In pursuit of those higher home ownership rates, especially among low-income people and minorities, the many vast powers of the federal government -- from the Federal Reserve to bank regulatory agencies and even the Department of Justice, which issued threats of anti-discrimination lawsuits -- were used to force banks and other lenders to lower their standards for making mortgage loans.

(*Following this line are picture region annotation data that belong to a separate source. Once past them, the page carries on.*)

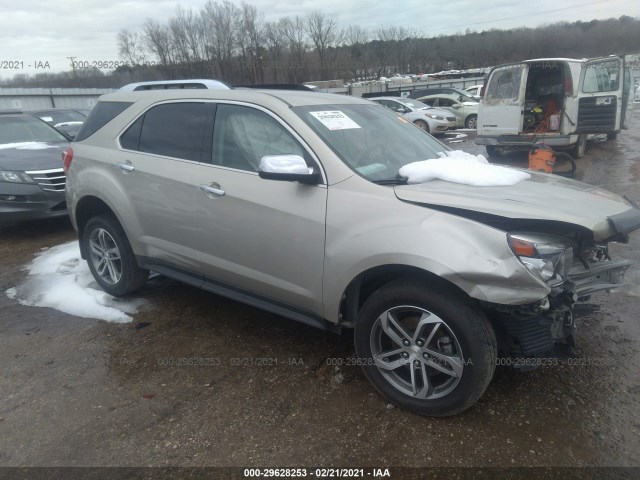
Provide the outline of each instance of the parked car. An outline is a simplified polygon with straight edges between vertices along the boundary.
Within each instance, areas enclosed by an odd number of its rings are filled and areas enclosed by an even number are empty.
[[[409,92],[409,98],[415,98],[420,100],[423,97],[429,95],[459,95],[461,102],[477,102],[478,99],[474,97],[471,93],[466,90],[460,90],[459,88],[454,87],[429,87],[429,88],[418,88],[416,90],[412,90]]]
[[[47,108],[28,113],[44,120],[65,135],[74,138],[91,110],[73,108]]]
[[[629,65],[639,60],[637,54],[539,58],[494,67],[487,77],[475,142],[485,145],[490,156],[542,142],[580,158],[588,135],[615,138],[629,128]]]
[[[478,125],[478,102],[467,101],[466,97],[458,94],[428,95],[420,97],[427,105],[447,110],[455,115],[459,127],[476,128]]]
[[[522,181],[474,187],[407,172],[460,154],[360,98],[164,90],[100,97],[64,168],[109,294],[152,270],[354,329],[387,401],[444,416],[478,400],[498,352],[523,367],[571,354],[574,304],[622,282],[629,262],[607,245],[640,228],[629,200],[554,175],[485,163]]]
[[[396,113],[403,115],[407,120],[425,132],[444,133],[447,130],[457,128],[456,117],[445,110],[430,107],[418,100],[400,97],[373,97],[369,100],[379,103]]]
[[[0,225],[67,215],[61,152],[69,138],[19,110],[0,110]]]
[[[473,85],[471,87],[465,88],[465,91],[476,100],[480,100],[480,94],[482,93],[483,86],[484,84],[482,83],[480,85]]]

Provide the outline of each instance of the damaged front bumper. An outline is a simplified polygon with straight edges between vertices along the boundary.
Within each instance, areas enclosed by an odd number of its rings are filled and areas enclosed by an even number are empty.
[[[598,247],[591,261],[574,264],[566,279],[553,285],[541,301],[522,306],[490,306],[501,364],[532,370],[549,364],[549,359],[575,358],[574,305],[588,300],[592,293],[621,287],[631,264],[628,260],[611,260],[608,250]]]

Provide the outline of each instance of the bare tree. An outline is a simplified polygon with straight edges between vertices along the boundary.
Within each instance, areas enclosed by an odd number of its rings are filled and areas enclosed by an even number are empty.
[[[326,79],[329,50],[332,47],[336,47],[340,41],[340,31],[338,30],[336,19],[317,10],[306,17],[306,29],[320,58],[320,74],[323,79]]]
[[[142,35],[128,30],[121,30],[117,36],[120,58],[132,66],[143,65],[146,61],[146,49]]]
[[[306,57],[307,57],[307,35],[305,23],[302,18],[295,16],[286,17],[282,20],[282,27],[289,41],[290,68],[289,81],[300,83],[305,80]]]
[[[272,81],[284,81],[284,60],[287,48],[286,19],[267,22],[264,26],[264,38],[272,70]]]

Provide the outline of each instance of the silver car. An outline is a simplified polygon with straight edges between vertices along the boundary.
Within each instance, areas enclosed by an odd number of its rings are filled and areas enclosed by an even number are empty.
[[[496,363],[571,355],[574,304],[622,282],[628,262],[607,245],[640,227],[630,201],[553,175],[473,187],[399,174],[447,150],[348,96],[134,91],[101,97],[64,165],[106,292],[135,292],[152,270],[353,329],[387,401],[445,416],[480,398]]]
[[[450,112],[430,107],[419,100],[401,97],[373,97],[369,100],[403,115],[425,132],[434,135],[454,130],[458,126],[456,117]]]

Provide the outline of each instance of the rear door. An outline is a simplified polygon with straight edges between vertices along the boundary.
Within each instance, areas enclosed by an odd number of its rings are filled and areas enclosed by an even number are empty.
[[[622,124],[623,61],[620,57],[589,60],[578,86],[578,133],[608,133]]]
[[[640,53],[624,56],[624,77],[622,86],[622,128],[631,126],[631,112],[634,100],[634,78],[640,75]]]
[[[517,63],[491,71],[478,109],[478,135],[497,137],[522,131],[528,70],[526,63]]]

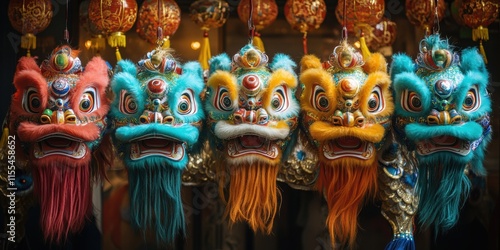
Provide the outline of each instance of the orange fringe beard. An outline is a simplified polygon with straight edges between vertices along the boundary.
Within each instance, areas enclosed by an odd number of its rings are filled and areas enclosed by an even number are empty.
[[[229,226],[246,221],[254,232],[271,234],[281,193],[276,184],[279,164],[257,163],[229,167],[229,197],[225,216]],[[224,196],[225,177],[219,179],[219,192]]]
[[[317,188],[328,204],[326,226],[332,246],[338,242],[352,247],[356,241],[358,214],[367,199],[376,198],[377,161],[371,166],[345,163],[328,166],[320,162]]]

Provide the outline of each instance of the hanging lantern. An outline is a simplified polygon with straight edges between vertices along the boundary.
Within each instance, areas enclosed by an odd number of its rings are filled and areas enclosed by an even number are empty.
[[[335,9],[335,16],[347,32],[355,33],[359,37],[361,53],[364,58],[371,54],[366,45],[363,29],[369,29],[382,20],[385,10],[384,0],[340,0]],[[345,12],[345,13],[344,13]]]
[[[12,27],[22,34],[21,48],[31,56],[36,49],[36,34],[45,30],[52,21],[50,0],[11,0],[7,11]]]
[[[80,25],[83,30],[90,34],[90,40],[85,42],[87,49],[93,49],[99,54],[99,51],[106,47],[106,39],[104,34],[100,31],[95,24],[89,19],[89,2],[85,0],[80,4]]]
[[[208,60],[212,57],[208,31],[224,25],[229,16],[229,4],[224,0],[198,0],[189,7],[191,20],[203,31],[203,42],[198,61],[203,70],[209,68]]]
[[[494,0],[462,0],[459,15],[465,25],[472,28],[472,40],[479,40],[479,50],[484,62],[488,63],[483,47],[483,40],[489,40],[488,25],[493,23],[498,17],[498,1]]]
[[[374,26],[363,26],[360,28],[364,34],[366,45],[372,51],[380,48],[391,46],[396,41],[396,28],[395,22],[384,17]]]
[[[177,31],[180,22],[181,9],[174,0],[147,0],[142,3],[139,9],[136,31],[142,39],[152,44],[160,43],[163,47],[168,48],[170,47],[170,36]],[[158,27],[162,30],[163,39],[161,41],[158,41]]]
[[[323,0],[300,1],[287,0],[285,3],[285,18],[293,29],[304,34],[304,55],[307,53],[307,32],[318,29],[325,20],[326,5]]]
[[[250,6],[252,2],[252,6]],[[260,51],[265,52],[264,43],[260,39],[259,31],[269,26],[276,20],[278,16],[278,5],[275,0],[241,0],[238,4],[238,16],[244,23],[248,23],[252,12],[252,25],[255,27],[253,38],[253,46]]]
[[[125,32],[130,30],[137,18],[135,0],[90,0],[89,19],[108,36],[108,44],[116,48],[116,59],[121,60],[118,47],[126,47]]]
[[[436,2],[437,16],[436,20]],[[443,19],[446,11],[444,0],[406,0],[406,17],[411,24],[422,28],[427,35],[430,35],[430,29],[435,22]]]
[[[345,19],[344,8],[347,12]],[[384,10],[384,0],[355,0],[347,1],[347,3],[345,0],[340,0],[335,9],[335,16],[339,23],[347,28],[347,31],[354,32],[357,25],[374,26],[379,23],[384,16]]]

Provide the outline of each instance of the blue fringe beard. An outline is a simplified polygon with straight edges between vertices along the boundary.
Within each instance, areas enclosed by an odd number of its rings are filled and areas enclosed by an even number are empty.
[[[156,157],[155,157],[156,158]],[[159,245],[171,245],[185,236],[181,198],[182,169],[148,159],[127,164],[130,223],[144,233],[152,230]]]
[[[466,165],[464,159],[450,154],[420,159],[418,218],[424,227],[434,225],[435,236],[458,222],[471,185],[464,173]]]

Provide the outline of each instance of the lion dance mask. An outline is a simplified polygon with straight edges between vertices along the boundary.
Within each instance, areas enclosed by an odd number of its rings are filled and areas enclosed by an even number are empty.
[[[318,149],[316,185],[333,245],[353,245],[363,202],[377,194],[377,151],[393,111],[386,68],[381,54],[363,62],[346,41],[323,65],[313,55],[301,60],[301,121]]]
[[[182,172],[204,118],[201,66],[184,66],[170,50],[149,52],[137,67],[118,62],[111,88],[113,140],[128,170],[130,223],[160,244],[185,231]]]
[[[99,57],[82,66],[78,51],[63,45],[39,67],[23,57],[14,75],[10,130],[29,155],[40,223],[59,242],[92,215],[91,164],[106,128],[108,66]]]
[[[212,144],[221,155],[221,192],[224,174],[229,176],[231,224],[245,221],[254,231],[272,231],[277,174],[299,114],[295,66],[284,54],[268,65],[267,55],[250,44],[232,62],[226,54],[210,60],[205,107]]]
[[[482,161],[491,138],[488,73],[476,49],[454,52],[431,35],[420,43],[415,63],[394,56],[394,127],[416,150],[419,221],[448,230],[459,217],[470,181],[465,170],[484,176]]]

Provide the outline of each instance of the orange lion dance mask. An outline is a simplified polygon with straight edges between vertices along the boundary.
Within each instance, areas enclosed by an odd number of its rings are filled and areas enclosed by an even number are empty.
[[[302,122],[319,153],[317,189],[328,203],[331,242],[353,245],[357,215],[377,195],[377,151],[393,112],[390,78],[381,54],[363,62],[346,41],[328,62],[301,60]]]

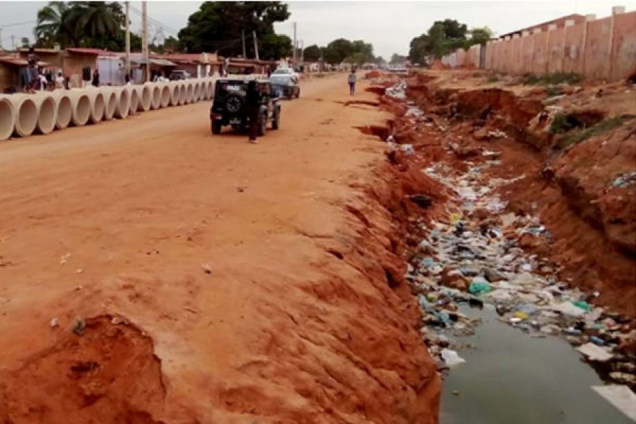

Lower lending standards of course meant higher risks of default. But these risks -- and the chain reactions throughout the whole financial system -- were like the traffic ignored by a small child dashing out into the street in pursuit of their bouncing ball. The whole economy got hit when the housing boom became a housing bust, and we are still trying to recover, years later.


Joseph Angier said...

Yup. The economic crisis of 2008 was caused by liberal do-gooders forcing banks to provide mortgages to undeserving people. This was a lame idea pushed by the John Stossels of the world a few years ago, and it's depressing to see that it keeps popping up. Credit-unworthy home-buyers played a (small) part in the crisis, but the real mess was caused by the banks who made securitization of these bad loans into a big industry ... And they did all that without the help or encouragement of Barney Frank, Paul Krugman, Chris Dodd, or any other liberal Thomas Sowell cares to mention.

Thomas Moore said...

Well I do understand that banks and others helped create the problem we have to put the people going out getting the big red ball as a part of the problem as well. I mean you need and have to know what you can and can't afford. i worked in banking and several clients go upset when I suggested that buying a home or at a particular price would not be in there best interest. Some people just wanted to get what they wanted.